Cuando escribo estas líneas tengo el corazón arrugaíto y destrozado por la situación del Presidente Chávez. Pero por sobre la tristeza y rabia me atrevo a lanzar este escrito como una plegaria al cielo y un reconocimiento público a la fe inquebrantable que debe acompañarnos ante tales circunstancias.

Chávez es el hombre de los milagros. Cuando todo el mundo creía que se la historia había llegado a su fin, Chávez se levanta de puntillas y por sobre el bosque neoliberal salvaje alza su voz y remueve el piso del status quo nacional e internacional, un $ de febrero de 1992. Primer milagro.

Chávez hizo el milagro de devolvernos la fe en la política, destruyó con su ejemplo y su discurso años de exclusión, invisibilización, injusticias y despolitización del pueblo. Rescató nuestros valores y principios y recuperó como centro de la vida política de los venezolanos y del mundo que creía que no había ya esperanza, la dignidad, el respeto, los principios bolivarianos y nos devolvió la vida y la esperanza.
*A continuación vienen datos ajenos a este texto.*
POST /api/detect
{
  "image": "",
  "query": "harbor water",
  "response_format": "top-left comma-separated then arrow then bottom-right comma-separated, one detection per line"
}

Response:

Segundo milagro

Chávez volvió de un golpe de Estado que le propinó la derecha confabulada con poderes extranjeros: se alzó con una enorme victoria política pues logró su anhelado sueño: la unión cívico militar y la conciencia del pueblo todo acerca de la importancia trascendental de la continuación del proyecto bolivariano: Tercer Milagro.
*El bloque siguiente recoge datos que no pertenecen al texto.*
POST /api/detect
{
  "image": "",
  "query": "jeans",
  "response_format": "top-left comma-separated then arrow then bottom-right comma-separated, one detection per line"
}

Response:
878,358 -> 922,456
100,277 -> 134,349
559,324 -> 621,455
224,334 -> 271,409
Chávez venció el sabotaje petrolero, su astucia e inteligencia permitió con ello recuperar la industria petrolera para con ello, redistribuir la renta petrolera y apalancar los programas sociales que permitieron que Venezuela sea uno de los pocos países en lograr las metas del milenio establecidas por la ONU: Cuarto Milagro.

Pudiéramos seguir enumerando milagros, pero estas horas nos dicen que Chávez enfrenta la mayor de sus batallas: la que está librando por su vida.
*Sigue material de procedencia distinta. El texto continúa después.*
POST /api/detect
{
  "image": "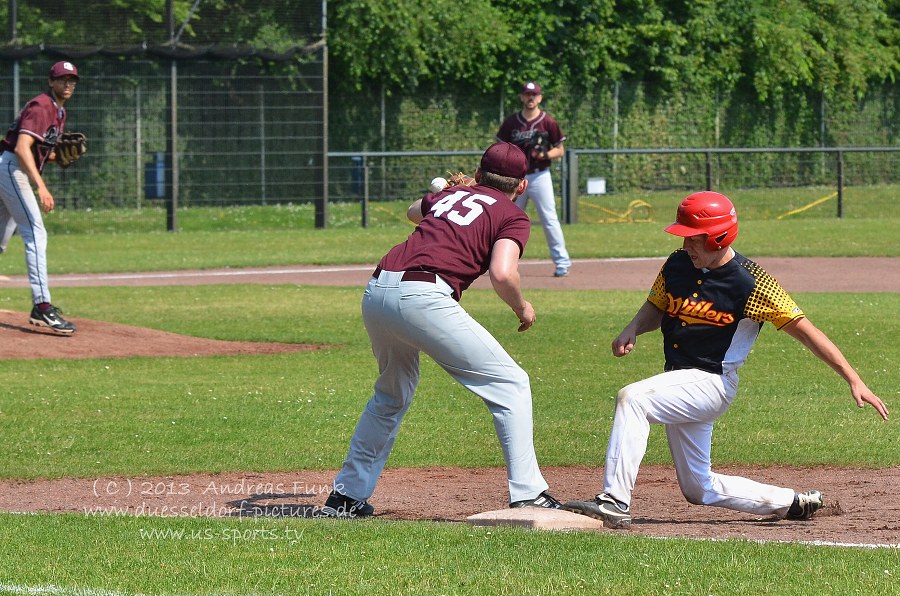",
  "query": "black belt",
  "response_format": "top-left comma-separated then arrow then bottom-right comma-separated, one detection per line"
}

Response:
372,267 -> 437,283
Chávez es un guerrero, tenemos que tener fe en ello, hacedor de milagros, y en esta hora aciaga Chávez hará el milagro de la unión indisoluble del pueblo y la Fuerza Armada nacional Bolivariana, que tanto luchó, soñó y anheló. Nos devolvió la esperanza a todos pero por sobre todo, al pueblo pobre venezolano y a los pueblos del mundo de que otro camino es posible. Ayer presentía que su cuerpo se rendía frente a la enfermedad, nuestro corazón no se equivocó, sin embargo su espíritu que es invencible, nos seguirá guiando en este durísimo momento.

Por eso con fe debemos orar y para ello invoco el Salmo 41 que un gran amigo me recordó

“Bienaventurado el que piensa en el pobre en el día del mal el SEÑOR lo librará

El SEÑOR lo protegerá y lo mantendrá con vida, y será bienaventurado sobre la tierra;

Y no lo entregarás a la voluntad de sus enemigos.

El SEÑOR lo sostendrá en su lecho de enfermo; en su enfermedad restaurará su salud”. AMEN

Roguemos a Dios en estas horas difíciles todos enfrentamos y pidamos el Milagro para el Hombre de los Milagros y su pueblo.